For ten years, I reported from several dozen countries on environmental and human rights abuses, notably on land issues for indigenous communities facing major multinational corporations and multilateral agencies like the World Bank: I uncovered land theft in the Peruvian Andes and water pollution at gold mines in New Guinea. I co-founded Project Underground, a grassroots activist group to fight abuses in extractive industries. We designed curriculum for youth, alternative reports for shareholders, raised money to bring community representatives to speak truth directly to CEOs and helped sue them. To this day, I am banned from the United Arab Emirates for my work on human trafficking.
After 9-11, I worked on corruption and abuse in the War on Terror, from worker abuse on U.S. bases to victims of the drone war in Pakistan and now on NSA surveillance.

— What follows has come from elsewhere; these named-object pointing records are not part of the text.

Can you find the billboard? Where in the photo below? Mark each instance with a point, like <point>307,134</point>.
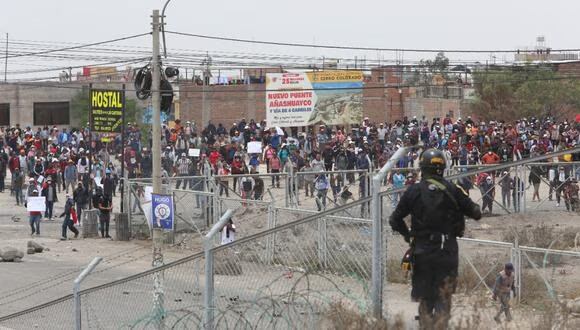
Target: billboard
<point>302,99</point>
<point>106,112</point>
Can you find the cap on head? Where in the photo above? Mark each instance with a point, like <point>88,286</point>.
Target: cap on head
<point>432,162</point>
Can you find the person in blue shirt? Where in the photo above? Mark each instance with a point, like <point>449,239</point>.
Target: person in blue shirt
<point>398,182</point>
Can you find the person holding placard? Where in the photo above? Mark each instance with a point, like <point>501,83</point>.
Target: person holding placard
<point>68,218</point>
<point>34,217</point>
<point>18,182</point>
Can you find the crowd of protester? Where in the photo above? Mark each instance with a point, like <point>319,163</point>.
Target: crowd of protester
<point>368,146</point>
<point>44,161</point>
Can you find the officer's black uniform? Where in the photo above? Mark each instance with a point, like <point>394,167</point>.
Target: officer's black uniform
<point>437,209</point>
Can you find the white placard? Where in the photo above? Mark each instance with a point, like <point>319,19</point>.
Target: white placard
<point>36,204</point>
<point>255,147</point>
<point>193,153</point>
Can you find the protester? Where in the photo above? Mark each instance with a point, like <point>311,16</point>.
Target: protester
<point>105,208</point>
<point>228,233</point>
<point>68,219</point>
<point>504,285</point>
<point>34,217</point>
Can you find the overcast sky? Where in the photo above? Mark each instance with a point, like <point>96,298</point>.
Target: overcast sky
<point>444,24</point>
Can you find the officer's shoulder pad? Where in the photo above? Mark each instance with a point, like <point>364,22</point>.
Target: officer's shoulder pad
<point>460,188</point>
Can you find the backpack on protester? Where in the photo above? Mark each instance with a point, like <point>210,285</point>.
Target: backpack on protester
<point>73,215</point>
<point>247,186</point>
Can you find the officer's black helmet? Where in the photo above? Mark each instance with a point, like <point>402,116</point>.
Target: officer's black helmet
<point>432,162</point>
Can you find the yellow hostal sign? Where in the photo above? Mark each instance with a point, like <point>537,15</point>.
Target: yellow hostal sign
<point>106,110</point>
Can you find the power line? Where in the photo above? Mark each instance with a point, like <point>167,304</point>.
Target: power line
<point>79,46</point>
<point>418,50</point>
<point>237,91</point>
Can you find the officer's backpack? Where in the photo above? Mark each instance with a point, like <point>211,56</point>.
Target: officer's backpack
<point>441,213</point>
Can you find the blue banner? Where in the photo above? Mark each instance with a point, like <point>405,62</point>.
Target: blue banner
<point>162,211</point>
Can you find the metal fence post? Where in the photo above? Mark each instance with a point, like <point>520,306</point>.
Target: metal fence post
<point>270,240</point>
<point>322,248</point>
<point>208,292</point>
<point>129,206</point>
<point>77,287</point>
<point>208,289</point>
<point>377,236</point>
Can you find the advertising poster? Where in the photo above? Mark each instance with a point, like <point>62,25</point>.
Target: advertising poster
<point>321,97</point>
<point>162,211</point>
<point>107,108</point>
<point>255,147</point>
<point>36,204</point>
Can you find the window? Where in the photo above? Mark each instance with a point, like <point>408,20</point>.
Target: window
<point>51,113</point>
<point>4,114</point>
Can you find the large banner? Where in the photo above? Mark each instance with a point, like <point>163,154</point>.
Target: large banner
<point>107,108</point>
<point>302,99</point>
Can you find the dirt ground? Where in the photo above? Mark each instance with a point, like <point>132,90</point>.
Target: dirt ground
<point>42,277</point>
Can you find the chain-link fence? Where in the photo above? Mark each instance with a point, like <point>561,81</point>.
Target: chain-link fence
<point>286,266</point>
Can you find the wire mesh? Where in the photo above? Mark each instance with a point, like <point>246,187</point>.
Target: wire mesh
<point>54,315</point>
<point>284,277</point>
<point>130,304</point>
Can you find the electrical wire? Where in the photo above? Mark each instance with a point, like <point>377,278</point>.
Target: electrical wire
<point>79,46</point>
<point>384,87</point>
<point>410,50</point>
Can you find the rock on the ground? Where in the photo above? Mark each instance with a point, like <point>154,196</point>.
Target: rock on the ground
<point>37,247</point>
<point>9,253</point>
<point>574,305</point>
<point>227,265</point>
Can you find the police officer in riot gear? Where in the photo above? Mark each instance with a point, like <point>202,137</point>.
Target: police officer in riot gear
<point>437,209</point>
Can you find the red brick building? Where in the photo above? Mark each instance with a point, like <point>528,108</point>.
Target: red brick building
<point>384,100</point>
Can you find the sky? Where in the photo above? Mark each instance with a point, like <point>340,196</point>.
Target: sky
<point>443,24</point>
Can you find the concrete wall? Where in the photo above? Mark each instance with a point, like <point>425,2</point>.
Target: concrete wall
<point>229,104</point>
<point>22,98</point>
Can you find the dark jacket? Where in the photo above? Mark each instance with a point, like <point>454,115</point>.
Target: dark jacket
<point>81,196</point>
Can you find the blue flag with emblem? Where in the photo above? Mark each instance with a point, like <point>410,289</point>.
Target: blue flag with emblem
<point>162,211</point>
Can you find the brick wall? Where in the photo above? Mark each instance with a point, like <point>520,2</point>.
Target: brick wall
<point>229,104</point>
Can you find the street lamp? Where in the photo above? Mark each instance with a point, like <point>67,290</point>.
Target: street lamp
<point>401,102</point>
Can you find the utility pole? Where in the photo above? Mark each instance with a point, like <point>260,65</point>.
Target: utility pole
<point>6,59</point>
<point>159,311</point>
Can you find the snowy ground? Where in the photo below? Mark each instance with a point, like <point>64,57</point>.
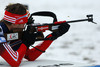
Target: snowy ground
<point>82,42</point>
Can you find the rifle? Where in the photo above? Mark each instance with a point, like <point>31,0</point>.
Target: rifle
<point>40,28</point>
<point>32,27</point>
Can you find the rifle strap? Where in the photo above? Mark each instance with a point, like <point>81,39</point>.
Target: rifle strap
<point>13,36</point>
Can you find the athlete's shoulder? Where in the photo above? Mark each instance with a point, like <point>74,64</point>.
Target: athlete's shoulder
<point>2,38</point>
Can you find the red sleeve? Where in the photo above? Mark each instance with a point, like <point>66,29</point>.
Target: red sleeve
<point>13,57</point>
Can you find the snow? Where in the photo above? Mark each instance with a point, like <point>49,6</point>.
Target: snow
<point>81,43</point>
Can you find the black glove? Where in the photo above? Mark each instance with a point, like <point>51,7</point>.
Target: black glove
<point>62,29</point>
<point>28,38</point>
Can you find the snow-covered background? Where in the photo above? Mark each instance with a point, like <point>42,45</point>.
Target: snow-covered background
<point>82,42</point>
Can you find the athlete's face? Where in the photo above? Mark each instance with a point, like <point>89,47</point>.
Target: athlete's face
<point>17,27</point>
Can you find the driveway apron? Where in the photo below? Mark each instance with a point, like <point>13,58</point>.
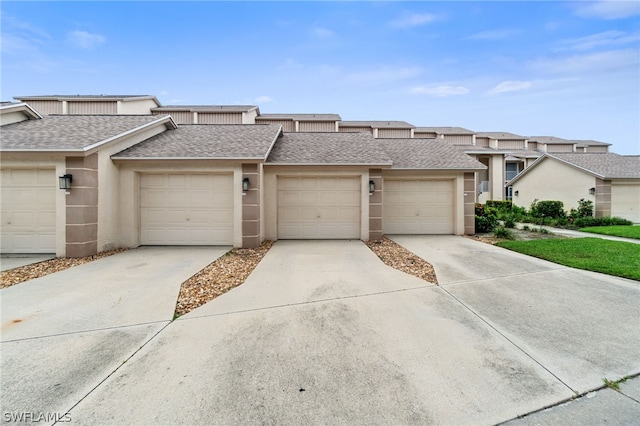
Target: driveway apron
<point>581,326</point>
<point>64,333</point>
<point>323,332</point>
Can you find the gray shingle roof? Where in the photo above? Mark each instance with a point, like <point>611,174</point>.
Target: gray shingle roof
<point>378,124</point>
<point>606,165</point>
<point>299,117</point>
<point>328,148</point>
<point>427,154</point>
<point>213,141</point>
<point>69,132</point>
<point>446,130</point>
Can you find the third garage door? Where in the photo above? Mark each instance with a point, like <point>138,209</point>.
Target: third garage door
<point>418,207</point>
<point>319,207</point>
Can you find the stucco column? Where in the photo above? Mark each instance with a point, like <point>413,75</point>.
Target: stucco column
<point>82,207</point>
<point>251,207</point>
<point>375,205</point>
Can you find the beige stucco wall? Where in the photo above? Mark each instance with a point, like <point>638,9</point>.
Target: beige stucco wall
<point>270,204</point>
<point>552,180</point>
<point>45,161</point>
<point>625,199</point>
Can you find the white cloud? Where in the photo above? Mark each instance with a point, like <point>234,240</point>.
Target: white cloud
<point>439,91</point>
<point>606,38</point>
<point>323,32</point>
<point>84,40</point>
<point>510,86</point>
<point>608,9</point>
<point>493,35</point>
<point>410,20</point>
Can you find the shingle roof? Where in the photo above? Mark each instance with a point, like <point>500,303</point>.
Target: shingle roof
<point>378,124</point>
<point>446,130</point>
<point>606,165</point>
<point>328,148</point>
<point>212,141</point>
<point>299,117</point>
<point>499,135</point>
<point>70,132</point>
<point>205,108</point>
<point>427,154</point>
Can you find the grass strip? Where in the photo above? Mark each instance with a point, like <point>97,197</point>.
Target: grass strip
<point>616,258</point>
<point>616,231</point>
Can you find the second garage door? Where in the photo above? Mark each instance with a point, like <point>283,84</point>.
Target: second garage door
<point>418,207</point>
<point>318,207</point>
<point>186,209</point>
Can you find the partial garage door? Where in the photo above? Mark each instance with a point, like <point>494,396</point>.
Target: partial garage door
<point>625,201</point>
<point>28,211</point>
<point>318,207</point>
<point>418,207</point>
<point>186,209</point>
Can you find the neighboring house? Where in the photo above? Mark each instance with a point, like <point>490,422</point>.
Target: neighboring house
<point>144,180</point>
<point>610,180</point>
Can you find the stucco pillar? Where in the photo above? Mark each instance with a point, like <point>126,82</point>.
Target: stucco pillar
<point>375,205</point>
<point>251,207</point>
<point>82,207</point>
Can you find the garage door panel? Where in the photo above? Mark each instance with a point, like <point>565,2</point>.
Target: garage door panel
<point>319,207</point>
<point>418,207</point>
<point>186,209</point>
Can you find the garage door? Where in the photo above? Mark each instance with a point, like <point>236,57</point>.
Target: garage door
<point>625,201</point>
<point>318,207</point>
<point>418,207</point>
<point>186,209</point>
<point>28,211</point>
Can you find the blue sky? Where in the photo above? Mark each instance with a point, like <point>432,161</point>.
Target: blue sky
<point>566,69</point>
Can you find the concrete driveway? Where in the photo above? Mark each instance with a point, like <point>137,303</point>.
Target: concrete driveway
<point>324,332</point>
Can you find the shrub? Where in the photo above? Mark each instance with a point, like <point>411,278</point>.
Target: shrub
<point>548,209</point>
<point>502,232</point>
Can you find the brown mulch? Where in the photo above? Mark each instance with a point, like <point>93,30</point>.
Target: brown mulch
<point>398,257</point>
<point>225,273</point>
<point>37,270</point>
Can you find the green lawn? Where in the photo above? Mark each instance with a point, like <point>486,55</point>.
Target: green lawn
<point>592,254</point>
<point>618,231</point>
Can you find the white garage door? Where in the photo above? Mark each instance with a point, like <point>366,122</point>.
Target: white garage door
<point>625,201</point>
<point>418,207</point>
<point>28,211</point>
<point>318,207</point>
<point>186,209</point>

As executive director of CorpWatch and serving on several nonprofit boards I have done crisis management, fundraising and conflict resolution. I have collaborated with Amnesty for a decade helping arrange testimony in Congress, doing volunteer investigative work on private military contractors, interrogation, weapons trafficking and police training. In the last three years, I have been honored to serve on the Amnesty board as liaison to the business and human rights and security with human rights program and would be honored to serve another three.
Author: Gold, Greed and Genocide; Iraq, Inc; Halliburton’s Army.